Insurance firm chair to leave after 47 years
ROBERT Hiscox is an art collector, father of five sons and the businessman who turned a small Lloyd’s of London underwriter into a FTSE 250 company.
But after 47 years at the firm that bears his name, he says he will step down as chairman in a year’s time.
He told City A.M. that he feels like “a schoolboy about to leave school” as he faces the prospect of a life without diary constraints where “I can actually go to Paris, have lunch with my wife and travel”.
The business is vastly different to the solitary syndicate that the Cambridge graduate took over when his father died in 1970.

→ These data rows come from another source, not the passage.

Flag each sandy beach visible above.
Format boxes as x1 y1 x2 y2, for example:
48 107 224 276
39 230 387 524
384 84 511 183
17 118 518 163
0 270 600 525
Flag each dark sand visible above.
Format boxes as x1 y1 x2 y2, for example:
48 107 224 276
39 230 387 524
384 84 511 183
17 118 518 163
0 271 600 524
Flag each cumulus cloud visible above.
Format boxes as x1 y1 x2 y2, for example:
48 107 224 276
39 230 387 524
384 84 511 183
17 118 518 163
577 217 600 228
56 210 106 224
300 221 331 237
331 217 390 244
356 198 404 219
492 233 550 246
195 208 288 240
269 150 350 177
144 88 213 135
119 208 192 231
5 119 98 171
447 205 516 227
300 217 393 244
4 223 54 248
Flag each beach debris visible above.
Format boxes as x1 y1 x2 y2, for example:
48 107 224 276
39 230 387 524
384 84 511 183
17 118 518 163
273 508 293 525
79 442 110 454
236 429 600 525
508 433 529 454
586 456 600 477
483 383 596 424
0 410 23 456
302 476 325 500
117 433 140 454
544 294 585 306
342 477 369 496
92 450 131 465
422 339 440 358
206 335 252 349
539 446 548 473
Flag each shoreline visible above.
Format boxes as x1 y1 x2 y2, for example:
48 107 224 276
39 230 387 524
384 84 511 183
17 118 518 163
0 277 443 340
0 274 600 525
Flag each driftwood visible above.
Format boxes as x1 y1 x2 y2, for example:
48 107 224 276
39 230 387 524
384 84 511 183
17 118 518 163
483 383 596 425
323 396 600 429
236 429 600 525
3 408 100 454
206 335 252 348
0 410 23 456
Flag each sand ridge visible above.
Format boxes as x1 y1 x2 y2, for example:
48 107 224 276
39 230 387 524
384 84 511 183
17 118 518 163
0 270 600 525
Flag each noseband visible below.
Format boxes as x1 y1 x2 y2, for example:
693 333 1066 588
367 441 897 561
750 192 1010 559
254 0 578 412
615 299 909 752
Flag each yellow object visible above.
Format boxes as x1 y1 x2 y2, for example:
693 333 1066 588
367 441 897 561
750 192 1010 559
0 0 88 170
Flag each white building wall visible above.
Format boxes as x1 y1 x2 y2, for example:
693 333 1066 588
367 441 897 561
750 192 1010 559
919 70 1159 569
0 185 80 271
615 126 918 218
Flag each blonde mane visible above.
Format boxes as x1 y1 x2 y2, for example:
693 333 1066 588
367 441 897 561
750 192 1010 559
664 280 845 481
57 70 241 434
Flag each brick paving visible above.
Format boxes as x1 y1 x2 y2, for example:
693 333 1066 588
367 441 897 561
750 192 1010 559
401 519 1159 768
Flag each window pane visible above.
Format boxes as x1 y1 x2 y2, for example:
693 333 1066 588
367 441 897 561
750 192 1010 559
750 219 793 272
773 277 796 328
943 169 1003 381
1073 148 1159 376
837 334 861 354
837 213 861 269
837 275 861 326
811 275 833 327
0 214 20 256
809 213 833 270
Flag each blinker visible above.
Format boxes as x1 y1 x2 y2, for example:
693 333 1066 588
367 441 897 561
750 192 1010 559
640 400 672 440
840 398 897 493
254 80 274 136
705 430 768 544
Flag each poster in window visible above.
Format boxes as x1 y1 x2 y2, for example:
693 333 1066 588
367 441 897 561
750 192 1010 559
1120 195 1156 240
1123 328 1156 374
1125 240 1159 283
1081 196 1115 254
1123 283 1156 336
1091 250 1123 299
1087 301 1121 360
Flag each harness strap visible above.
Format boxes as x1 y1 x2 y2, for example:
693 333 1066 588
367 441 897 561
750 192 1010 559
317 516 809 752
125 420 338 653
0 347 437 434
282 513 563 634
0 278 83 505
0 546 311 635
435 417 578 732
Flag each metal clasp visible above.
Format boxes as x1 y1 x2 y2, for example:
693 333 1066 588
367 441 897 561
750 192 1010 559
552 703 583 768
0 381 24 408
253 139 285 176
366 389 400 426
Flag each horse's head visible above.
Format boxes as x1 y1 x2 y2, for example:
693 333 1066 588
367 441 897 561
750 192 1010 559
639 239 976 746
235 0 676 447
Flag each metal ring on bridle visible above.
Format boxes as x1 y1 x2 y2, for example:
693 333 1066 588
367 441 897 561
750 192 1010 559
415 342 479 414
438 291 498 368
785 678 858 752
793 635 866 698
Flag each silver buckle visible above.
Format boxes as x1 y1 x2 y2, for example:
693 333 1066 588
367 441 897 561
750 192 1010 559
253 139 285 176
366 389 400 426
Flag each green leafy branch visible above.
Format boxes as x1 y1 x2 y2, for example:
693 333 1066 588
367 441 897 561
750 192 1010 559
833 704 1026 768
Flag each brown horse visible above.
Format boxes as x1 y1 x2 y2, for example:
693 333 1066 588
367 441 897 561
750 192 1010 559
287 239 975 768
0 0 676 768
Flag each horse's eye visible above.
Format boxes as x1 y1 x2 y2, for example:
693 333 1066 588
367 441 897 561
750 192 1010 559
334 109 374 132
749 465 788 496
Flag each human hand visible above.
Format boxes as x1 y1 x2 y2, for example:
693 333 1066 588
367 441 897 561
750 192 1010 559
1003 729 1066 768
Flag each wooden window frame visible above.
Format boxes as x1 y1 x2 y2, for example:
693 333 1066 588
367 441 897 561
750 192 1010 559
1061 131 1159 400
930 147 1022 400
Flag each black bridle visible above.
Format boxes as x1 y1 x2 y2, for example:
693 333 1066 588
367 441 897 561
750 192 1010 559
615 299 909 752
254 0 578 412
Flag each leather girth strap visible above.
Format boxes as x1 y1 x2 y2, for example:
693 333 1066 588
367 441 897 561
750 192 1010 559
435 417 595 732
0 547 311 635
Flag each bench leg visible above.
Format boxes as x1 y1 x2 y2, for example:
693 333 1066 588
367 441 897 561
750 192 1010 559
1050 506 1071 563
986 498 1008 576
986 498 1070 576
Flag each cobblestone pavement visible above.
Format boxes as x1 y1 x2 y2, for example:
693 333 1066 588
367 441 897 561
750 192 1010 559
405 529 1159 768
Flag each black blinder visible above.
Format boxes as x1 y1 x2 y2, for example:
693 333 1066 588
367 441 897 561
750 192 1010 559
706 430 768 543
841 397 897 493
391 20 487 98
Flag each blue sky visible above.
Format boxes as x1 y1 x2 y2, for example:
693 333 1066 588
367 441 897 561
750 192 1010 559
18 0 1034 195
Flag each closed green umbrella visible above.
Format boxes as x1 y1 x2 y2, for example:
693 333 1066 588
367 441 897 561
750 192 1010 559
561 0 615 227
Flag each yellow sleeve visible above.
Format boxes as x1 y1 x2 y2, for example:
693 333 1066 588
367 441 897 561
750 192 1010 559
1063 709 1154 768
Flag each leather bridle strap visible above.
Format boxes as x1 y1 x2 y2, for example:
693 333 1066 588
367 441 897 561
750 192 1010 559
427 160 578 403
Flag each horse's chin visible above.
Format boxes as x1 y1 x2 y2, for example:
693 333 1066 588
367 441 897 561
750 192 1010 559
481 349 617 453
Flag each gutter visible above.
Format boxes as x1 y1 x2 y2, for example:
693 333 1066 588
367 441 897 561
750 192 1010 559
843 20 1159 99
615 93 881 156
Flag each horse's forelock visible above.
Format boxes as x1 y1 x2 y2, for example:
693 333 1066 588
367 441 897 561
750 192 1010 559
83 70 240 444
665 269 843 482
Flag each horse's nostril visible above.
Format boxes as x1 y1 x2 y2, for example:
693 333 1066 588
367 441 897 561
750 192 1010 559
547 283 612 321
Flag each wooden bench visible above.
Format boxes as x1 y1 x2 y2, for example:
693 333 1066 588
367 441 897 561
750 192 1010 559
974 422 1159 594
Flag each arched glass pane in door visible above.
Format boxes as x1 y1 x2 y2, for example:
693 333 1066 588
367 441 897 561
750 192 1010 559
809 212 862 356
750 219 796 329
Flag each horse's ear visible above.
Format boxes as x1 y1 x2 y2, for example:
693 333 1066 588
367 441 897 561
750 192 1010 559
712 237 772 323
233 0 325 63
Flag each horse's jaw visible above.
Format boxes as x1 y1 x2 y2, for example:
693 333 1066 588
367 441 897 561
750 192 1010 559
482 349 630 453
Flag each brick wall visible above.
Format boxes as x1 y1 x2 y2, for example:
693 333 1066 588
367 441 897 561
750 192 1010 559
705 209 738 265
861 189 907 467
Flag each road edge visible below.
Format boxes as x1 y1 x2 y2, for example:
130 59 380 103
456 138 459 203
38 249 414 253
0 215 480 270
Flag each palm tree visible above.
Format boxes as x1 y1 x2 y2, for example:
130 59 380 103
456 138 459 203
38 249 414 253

“Lloyd’s was rampantly amateur and it was uncomfortable that your competitors were so foolish. I enjoyed it immensely because there were a lot of stupid people and I could make a lot of money.
“But I had unlimited liability and soon realised that I would go down with the rest of them – it’s fun having foolish competitors but it’s no fun if you have to bail them out.”
As deputy chairman of Lloyd’s in the early 1990s he helped modernise the market and improve the level of regulation: “I do not believe in completely free markets. Human beings are incompetent and corrupt when left on their own for too long. Regulation is necessary, as long as its sensible.”
Hiscox will assist his successor when requested, continue to be involved with the firm’s charity work and will maintain its famous corporate art collection – he’s a “big fan of Freud and Picasso”.
“Now I’ll be able to go to more exhibitions and spend more time at my house near Marlborough. I’ve been a slave to this business for 47 years and I look forward to only being here when they need me.”